Chaque matin, épier, dans la glace, les traces que laissent, au visage, cette répétition infinie, cet essorage permanent, cette vie étrange: le don de son énergie essentielle à une cause tierce, à une cause possiblement dérisoire. L'expression "blanchir sous le harnais" vient à l'esprit.
Sous le harnais et dans le slip, aussi. Je livre une modeste bataille, perdue d'avance bien sûr, contre les marques du temps, à coup de tondeuse, de ciseaux. Car autour de moi, tout le monde est devenu plus jeune, subitement. A la TV, dans la rue.
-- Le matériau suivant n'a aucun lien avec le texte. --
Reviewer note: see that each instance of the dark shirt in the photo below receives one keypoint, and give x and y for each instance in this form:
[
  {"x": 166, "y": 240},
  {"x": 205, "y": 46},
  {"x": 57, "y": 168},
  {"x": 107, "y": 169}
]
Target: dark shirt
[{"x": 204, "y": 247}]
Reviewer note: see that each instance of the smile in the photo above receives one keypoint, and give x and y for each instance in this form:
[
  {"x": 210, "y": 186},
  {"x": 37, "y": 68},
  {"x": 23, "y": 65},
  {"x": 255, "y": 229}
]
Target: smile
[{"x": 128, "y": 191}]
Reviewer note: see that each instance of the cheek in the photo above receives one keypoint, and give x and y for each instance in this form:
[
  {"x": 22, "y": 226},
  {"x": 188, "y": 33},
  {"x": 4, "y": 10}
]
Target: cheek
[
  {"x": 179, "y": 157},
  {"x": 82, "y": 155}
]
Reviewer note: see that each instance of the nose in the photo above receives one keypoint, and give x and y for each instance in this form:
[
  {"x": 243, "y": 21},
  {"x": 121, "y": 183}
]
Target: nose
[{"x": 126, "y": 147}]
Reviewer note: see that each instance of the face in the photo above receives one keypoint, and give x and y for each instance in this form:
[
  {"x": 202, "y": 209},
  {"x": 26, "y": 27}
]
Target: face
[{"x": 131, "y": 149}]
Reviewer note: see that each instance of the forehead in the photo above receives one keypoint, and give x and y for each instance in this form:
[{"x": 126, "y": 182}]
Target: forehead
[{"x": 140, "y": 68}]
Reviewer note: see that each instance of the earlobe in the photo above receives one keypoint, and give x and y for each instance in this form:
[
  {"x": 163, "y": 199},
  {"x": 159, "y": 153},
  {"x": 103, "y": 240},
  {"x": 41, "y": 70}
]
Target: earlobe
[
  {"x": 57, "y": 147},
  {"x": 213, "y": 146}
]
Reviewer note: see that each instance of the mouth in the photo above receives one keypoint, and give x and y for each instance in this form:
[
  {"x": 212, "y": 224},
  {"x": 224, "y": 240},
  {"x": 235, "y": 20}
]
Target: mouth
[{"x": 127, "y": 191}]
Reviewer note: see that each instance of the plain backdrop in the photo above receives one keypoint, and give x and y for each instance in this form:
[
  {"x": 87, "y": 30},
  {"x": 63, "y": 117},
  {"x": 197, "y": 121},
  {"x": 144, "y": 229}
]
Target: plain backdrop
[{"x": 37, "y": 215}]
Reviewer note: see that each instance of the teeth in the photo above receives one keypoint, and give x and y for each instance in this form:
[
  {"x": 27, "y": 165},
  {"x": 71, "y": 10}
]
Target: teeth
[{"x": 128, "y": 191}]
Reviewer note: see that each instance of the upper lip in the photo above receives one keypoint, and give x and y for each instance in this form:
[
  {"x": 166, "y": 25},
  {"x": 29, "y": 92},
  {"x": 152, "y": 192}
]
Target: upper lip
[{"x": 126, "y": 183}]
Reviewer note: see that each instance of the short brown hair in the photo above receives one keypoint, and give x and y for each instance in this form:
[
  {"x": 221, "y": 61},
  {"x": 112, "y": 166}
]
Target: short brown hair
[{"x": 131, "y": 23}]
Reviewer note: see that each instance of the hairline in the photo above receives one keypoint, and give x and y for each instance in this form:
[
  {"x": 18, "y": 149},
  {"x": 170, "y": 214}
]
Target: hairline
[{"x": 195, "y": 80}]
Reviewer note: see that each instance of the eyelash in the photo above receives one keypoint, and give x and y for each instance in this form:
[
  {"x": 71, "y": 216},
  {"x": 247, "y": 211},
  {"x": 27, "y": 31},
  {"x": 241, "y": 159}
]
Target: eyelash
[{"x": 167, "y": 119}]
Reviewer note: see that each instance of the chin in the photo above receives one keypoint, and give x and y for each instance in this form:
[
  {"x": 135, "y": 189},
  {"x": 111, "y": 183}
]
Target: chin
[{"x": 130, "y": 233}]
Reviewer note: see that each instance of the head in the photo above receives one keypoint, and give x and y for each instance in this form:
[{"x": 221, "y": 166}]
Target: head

Aux yeux de cette jeunesse lancée à la conquête du monde, vous êtes transparent. Enfant, j'avais l'impression d'être vieux. Adulte, celle d'être immature; un imposteur, à qui l'on ne pouvait pas vraiment faire confiance. J'avais hâte de gagner en âge, en maturité, hâte de pouvoir faire profiter autrui de ma riche expérience. Maintenant quinquagénaire, j'ai le sentiment de ne pas vraiment compter. Comme si mon expérience n'était pas réellement exploitable, dans un monde en mutation permanente. Impression que mes histoires n'intéressent guère, au fond. J'ai dû louper quelque chose. L'ancrage que confère, peut-être, la parentalité? Le fait de n'avoir jamais été responsable que de moi-même diminue-t-il la validité de mon apport au monde? Je me pose la question... Au fond, je devrais davantage me faire confiance, en premier lieu.